More memory than allocated error - diffbind

Hi @anushree

Yes, it is very difficult to get this to run on larger datasets due to the memory usage. Trying at UseGalaxy.eu might help. I would also suggest organizing all of the data into collections, since the pairing between the files needs to be exact. You can see how the files are pairing on the job details view to see what I mean about this, or topics like this one → Diffbind memory issues - #2 by jennaj

Technically, it is best to start off with collections, since that will add in the same element identifier to both parts of a particular peak-bam pair by default, but this can be applied after if needed. See the Collection Operation tools. Guides on each with tutorials at the bottom. Ask if you get stuck please! :slight_smile:

To clarify for this part:

The 1 TB storage space is where output files are written. This is distinct from the runtime computational memory a tool might need. So – storage versus compute. The compute on the public servers is truly large but sometimes still not enough, and is different across servers for technical reasons. The EU server will execute some tools with a bit more memory. This is one of them, which is why I am suggesting to give it a try there before deciding that a public Galaxy cannot process the work. More details about this type of error (any tool) → This job was terminated because itused more memory than it wasallocated. - #2 by jennaj

As a last suggestion: I’ve seen a lot of errors like yours that were due to very minor usage issues.

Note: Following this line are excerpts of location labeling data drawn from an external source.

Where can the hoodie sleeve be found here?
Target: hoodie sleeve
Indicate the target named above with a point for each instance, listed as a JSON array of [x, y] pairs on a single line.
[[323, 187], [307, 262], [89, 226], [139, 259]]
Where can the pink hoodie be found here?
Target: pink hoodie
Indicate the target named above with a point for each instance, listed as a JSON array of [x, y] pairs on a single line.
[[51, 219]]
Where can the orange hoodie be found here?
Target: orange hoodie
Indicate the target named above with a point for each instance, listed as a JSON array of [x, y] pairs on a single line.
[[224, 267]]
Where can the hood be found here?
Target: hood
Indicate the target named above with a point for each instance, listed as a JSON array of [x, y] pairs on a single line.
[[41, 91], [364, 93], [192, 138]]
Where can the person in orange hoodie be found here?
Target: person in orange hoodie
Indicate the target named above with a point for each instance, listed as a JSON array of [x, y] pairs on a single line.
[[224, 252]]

You could also try going into the RStudio environment at any Galaxy server and running the tool directly in R, following Bioconductor’s exact procedures. This would access the same server clusters but is one way to test to see if the issue is actually your data size/complexity, or how the job is set up on the form. A test with a smaller subset like a single chromosome from each sample would be a good way to test the job logic in either environment.

Hope this helps!